Unlock peak load balancing performance with HAProxy! In this blog post, we'll explore how HAProxy intelligently harnesses the power of modern multi-core CPUs while navigating challenging architectural complexities like NUMA. Discover how HAProxy leverages optimized multithreading and provides automatic CPU binding to deliver both unparalleled efficiency and speed, ensuring your load balancing is faster than ever.
More cores, more problems
CPUs have changed dramatically during HAProxy's lifetime. Today's chips have many more cores and threads than those that were popular in HAProxy's early days. More cores and more threads mean my applications can run faster and process more data, right?
Not always. Let's take a moment to review some fundamentals and consider a few different processors from over the years.
From single-core to massively multi-core processors
In 2001 (the year HAProxy 1.0 was released), some of the best-selling processors for servers that year were the Intel Pentium III ("Tualatin") and the AMD Athlon MP (Multiprocessor). These chips had a single core and could handle a single thread of execution. "Threads", in computing terms, are a list of instructions for a CPU to execute. This is your program as it is executing. Each program run on the machine has its own set of instructions to execute. The operating system handles the work of coordinating the timing of each program's threads' executions on the core; the programs must take turns executing their instructions.
In 2005, the industry saw the introduction and more widespread use of dual-core processors, such as the Intel Xeon and AMD Opteron. Both of these processors, as well as others of the time, had two cores on the same chip. This meant that you could get the simultaneous processing power of a machine with two chips with only a single chip.

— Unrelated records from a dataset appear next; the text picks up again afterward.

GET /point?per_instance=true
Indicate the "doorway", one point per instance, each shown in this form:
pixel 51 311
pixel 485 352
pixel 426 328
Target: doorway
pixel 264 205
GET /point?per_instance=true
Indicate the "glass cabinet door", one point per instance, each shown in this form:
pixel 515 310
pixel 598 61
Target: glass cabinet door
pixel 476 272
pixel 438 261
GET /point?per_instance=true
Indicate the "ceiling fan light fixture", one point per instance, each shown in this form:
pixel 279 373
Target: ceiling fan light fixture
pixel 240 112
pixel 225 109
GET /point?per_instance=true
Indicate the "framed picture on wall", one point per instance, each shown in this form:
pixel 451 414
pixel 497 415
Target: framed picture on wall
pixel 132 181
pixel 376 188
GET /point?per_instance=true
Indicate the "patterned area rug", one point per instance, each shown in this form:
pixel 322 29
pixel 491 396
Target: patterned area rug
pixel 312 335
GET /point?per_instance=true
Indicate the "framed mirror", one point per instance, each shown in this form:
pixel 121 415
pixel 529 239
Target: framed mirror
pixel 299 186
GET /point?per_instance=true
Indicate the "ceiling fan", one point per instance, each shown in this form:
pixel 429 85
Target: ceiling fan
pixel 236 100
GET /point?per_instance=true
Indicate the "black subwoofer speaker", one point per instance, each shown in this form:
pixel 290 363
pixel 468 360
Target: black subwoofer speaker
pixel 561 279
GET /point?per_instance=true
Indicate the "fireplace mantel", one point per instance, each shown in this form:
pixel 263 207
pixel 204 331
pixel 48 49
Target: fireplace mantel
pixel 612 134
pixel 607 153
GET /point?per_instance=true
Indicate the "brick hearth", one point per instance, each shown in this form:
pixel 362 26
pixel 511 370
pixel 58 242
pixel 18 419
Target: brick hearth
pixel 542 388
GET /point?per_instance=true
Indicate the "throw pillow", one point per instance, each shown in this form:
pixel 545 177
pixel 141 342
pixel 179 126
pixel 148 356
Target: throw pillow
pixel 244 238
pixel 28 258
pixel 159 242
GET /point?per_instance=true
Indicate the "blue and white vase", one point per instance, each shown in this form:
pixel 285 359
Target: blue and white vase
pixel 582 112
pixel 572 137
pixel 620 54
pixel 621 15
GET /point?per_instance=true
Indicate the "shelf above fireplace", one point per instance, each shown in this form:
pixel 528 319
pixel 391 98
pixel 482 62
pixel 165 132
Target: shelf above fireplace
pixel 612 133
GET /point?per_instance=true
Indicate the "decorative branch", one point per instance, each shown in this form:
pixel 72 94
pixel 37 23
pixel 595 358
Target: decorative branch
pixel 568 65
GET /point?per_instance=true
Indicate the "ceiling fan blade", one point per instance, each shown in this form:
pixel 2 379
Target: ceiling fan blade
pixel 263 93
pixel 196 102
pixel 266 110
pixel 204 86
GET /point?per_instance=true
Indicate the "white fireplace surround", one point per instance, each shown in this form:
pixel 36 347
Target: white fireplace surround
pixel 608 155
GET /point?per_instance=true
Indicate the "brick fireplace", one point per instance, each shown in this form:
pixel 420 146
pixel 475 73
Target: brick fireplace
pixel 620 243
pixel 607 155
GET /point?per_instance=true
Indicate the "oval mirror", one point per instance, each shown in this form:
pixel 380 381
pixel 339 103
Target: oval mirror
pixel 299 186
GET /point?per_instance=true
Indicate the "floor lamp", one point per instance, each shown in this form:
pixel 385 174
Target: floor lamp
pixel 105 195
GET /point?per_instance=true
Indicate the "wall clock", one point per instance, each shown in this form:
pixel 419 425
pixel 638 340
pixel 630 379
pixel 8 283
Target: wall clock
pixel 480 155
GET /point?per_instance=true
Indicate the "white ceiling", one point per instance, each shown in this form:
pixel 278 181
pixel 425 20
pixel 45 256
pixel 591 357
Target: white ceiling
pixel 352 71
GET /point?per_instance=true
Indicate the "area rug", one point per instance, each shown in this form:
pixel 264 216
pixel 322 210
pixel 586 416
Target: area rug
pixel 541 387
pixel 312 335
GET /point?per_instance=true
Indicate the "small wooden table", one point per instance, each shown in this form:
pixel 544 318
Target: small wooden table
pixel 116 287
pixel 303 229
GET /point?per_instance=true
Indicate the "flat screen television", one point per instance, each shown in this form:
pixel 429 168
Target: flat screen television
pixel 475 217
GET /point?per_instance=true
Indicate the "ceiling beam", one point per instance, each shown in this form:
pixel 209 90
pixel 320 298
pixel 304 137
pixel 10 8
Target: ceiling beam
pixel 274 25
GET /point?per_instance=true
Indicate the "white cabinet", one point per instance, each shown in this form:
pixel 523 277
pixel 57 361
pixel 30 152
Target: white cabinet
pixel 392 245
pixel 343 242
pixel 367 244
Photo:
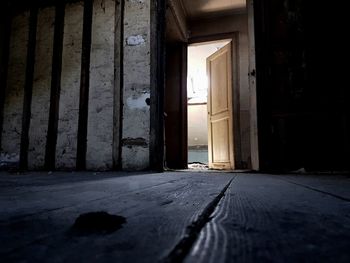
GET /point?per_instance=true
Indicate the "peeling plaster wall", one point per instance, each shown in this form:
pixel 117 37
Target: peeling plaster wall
pixel 136 111
pixel 13 108
pixel 100 117
pixel 41 88
pixel 66 149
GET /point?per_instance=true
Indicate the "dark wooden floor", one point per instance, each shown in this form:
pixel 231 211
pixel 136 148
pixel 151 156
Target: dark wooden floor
pixel 174 217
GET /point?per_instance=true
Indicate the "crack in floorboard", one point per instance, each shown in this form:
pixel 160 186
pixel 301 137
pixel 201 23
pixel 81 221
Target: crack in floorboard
pixel 183 247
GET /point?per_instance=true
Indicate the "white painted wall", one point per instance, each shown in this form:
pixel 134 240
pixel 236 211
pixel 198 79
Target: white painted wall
pixel 41 88
pixel 13 107
pixel 136 90
pixel 67 134
pixel 100 116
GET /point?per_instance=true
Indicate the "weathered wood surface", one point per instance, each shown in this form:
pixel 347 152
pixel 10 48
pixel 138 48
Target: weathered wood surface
pixel 260 218
pixel 265 218
pixel 36 218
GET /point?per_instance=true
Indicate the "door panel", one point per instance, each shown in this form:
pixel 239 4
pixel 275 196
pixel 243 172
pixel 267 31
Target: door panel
pixel 220 141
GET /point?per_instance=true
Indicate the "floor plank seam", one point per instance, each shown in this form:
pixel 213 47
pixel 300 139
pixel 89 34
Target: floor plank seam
pixel 183 247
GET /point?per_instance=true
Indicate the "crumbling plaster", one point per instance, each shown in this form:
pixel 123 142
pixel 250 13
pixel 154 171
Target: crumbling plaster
pixel 136 90
pixel 41 88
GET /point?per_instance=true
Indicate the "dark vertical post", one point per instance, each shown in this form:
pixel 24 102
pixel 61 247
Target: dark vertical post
pixel 28 88
pixel 157 84
pixel 84 85
pixel 183 107
pixel 50 154
pixel 5 32
pixel 236 104
pixel 119 79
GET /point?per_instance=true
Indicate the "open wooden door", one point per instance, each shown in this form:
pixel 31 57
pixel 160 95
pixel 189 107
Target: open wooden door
pixel 220 128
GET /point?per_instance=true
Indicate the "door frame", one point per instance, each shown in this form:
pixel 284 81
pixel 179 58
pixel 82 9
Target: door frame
pixel 237 149
pixel 156 149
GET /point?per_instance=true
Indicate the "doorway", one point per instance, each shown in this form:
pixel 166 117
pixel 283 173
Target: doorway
pixel 191 26
pixel 200 132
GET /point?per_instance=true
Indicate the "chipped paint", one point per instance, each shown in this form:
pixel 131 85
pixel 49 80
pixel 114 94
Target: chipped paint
pixel 138 103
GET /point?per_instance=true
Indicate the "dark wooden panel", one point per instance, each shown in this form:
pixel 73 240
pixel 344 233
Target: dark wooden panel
pixel 5 29
pixel 84 85
pixel 157 84
pixel 176 106
pixel 50 154
pixel 28 88
pixel 303 109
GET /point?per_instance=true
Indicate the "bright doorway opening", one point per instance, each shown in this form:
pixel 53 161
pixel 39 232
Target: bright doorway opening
pixel 197 101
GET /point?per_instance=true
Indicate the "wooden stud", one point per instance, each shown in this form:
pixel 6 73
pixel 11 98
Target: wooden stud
pixel 5 33
pixel 84 85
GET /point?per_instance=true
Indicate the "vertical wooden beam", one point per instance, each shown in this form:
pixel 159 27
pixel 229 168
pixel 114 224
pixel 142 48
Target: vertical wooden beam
pixel 157 84
pixel 118 80
pixel 236 107
pixel 28 87
pixel 5 32
pixel 254 143
pixel 183 107
pixel 51 141
pixel 84 85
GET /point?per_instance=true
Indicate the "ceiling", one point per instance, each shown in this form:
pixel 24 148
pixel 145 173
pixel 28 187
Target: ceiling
pixel 196 9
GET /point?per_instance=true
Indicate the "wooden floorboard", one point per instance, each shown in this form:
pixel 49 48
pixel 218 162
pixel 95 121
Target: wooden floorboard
pixel 265 219
pixel 157 207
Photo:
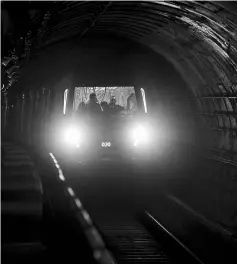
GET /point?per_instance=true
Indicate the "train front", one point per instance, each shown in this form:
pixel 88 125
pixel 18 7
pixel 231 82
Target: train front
pixel 109 137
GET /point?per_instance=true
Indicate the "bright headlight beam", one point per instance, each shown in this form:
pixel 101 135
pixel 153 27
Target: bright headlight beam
pixel 65 101
pixel 144 99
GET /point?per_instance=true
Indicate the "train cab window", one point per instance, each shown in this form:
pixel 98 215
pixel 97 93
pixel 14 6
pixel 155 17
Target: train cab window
pixel 112 100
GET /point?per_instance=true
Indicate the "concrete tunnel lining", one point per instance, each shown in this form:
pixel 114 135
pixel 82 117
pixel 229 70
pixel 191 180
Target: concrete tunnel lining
pixel 198 38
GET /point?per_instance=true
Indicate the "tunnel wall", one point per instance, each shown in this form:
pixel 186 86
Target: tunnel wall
pixel 119 64
pixel 64 67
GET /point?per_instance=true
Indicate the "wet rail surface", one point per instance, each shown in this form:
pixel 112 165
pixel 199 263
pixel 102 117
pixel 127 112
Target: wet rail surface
pixel 115 196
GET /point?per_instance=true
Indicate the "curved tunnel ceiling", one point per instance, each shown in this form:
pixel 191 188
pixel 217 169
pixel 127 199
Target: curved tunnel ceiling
pixel 199 38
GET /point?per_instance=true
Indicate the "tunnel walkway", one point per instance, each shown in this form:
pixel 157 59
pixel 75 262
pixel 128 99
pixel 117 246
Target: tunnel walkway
pixel 21 195
pixel 114 197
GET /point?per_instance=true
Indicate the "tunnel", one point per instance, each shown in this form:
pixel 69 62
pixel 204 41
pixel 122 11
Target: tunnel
pixel 183 54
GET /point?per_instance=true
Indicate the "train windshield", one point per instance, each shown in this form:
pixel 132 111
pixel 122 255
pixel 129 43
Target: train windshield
pixel 111 100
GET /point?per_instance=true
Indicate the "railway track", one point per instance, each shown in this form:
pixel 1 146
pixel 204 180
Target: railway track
pixel 125 240
pixel 132 244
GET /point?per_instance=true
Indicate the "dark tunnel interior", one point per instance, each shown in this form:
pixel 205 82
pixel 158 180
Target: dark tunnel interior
pixel 180 57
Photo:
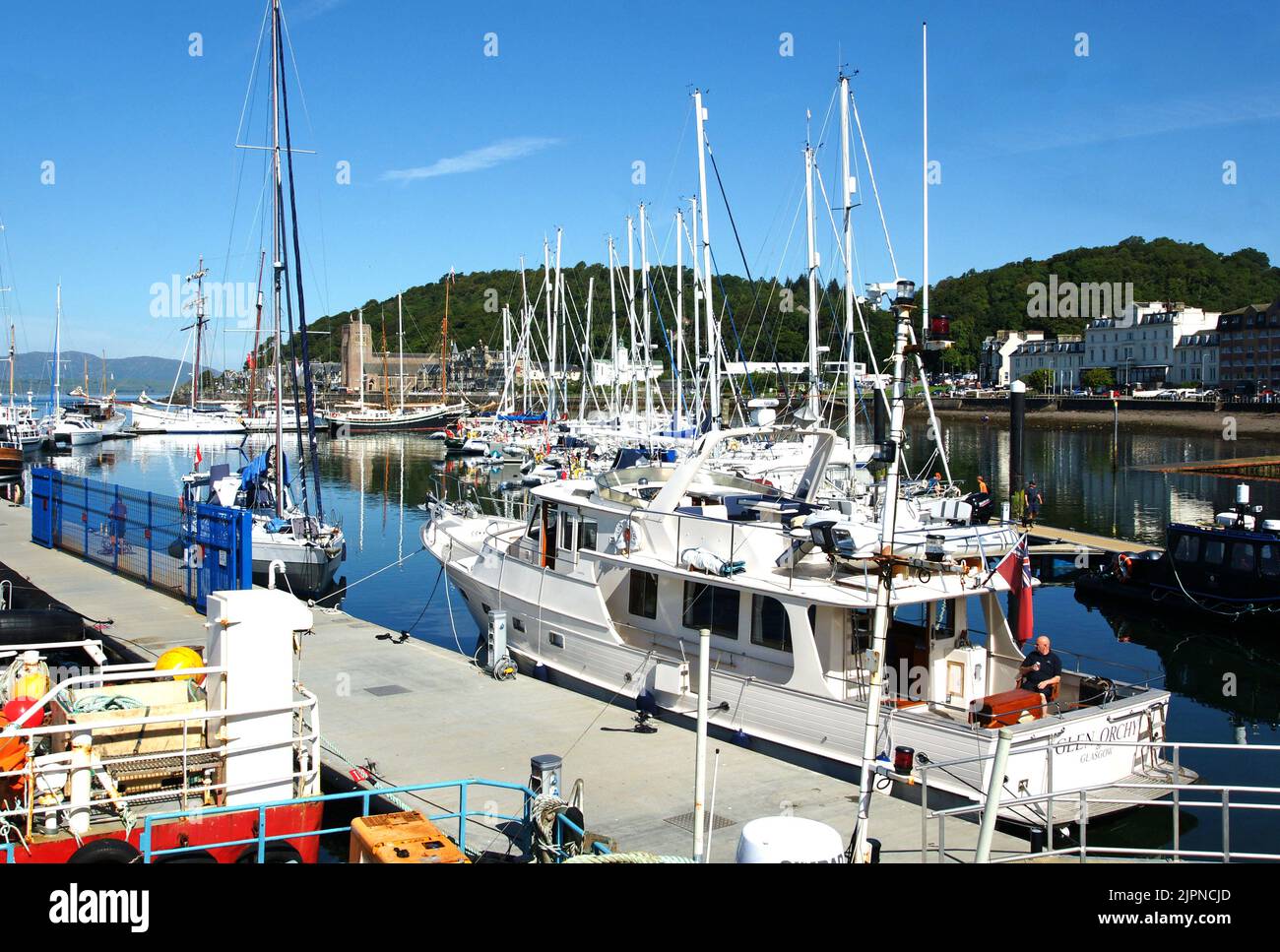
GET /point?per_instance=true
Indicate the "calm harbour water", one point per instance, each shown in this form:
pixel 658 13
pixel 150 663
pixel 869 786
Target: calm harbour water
pixel 374 485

Multiple cores meant that you could execute multiple threads in parallel, with one caveat: the software had to be built to take advantage of the additional cores; it could not just use them automatically. Version 1.1.17 of HAProxy (2002) could take advantage of multiple processors on such a system by running multiple HAProxy processes in parallel. This was not without limitations, however, as data could not be shared across the processes, and some features could only be run in single-process mode.
Since then, the number of cores per chip has increased significantly, with even today's smartphones and workstations having six to twelve cores, often of varying computational capacity, in a single chip.
As for servers, the number is much higher today, with massively multi-core processors such as AWS Graviton, AMD EPYC, and Intel Xeon, which can have as many as 288 cores on a single system.
At this point, you must be thinking, "Surely by now, and with so many more cores, my programs must run so much faster, right?" To a large extent, yes, but variations in chipset architectures create a new set of challenges.
Multi-core NUMA CPUs: The challenges of massively multi-core systems and the importance of designing NUMA-aware software
Today's applications still face the same problems from decades ago: though today's processors offer more cores and more threads, applications must be designed to both efficiently and intelligently use the hardware in a multi-threaded way. If an application has only one thread of execution, it will run only on a single core; adding more cores produces no benefit.
However, simply making an application multi-threaded and allowing it access to all cores on a system is not sufficient, as not all CPU architectures operate the same way, and in some cases, adding more threads to operate on more cores can even cause performance degradation on some modern systems, as can often be the case on NUMA (Non-Uniform Memory Access) systems.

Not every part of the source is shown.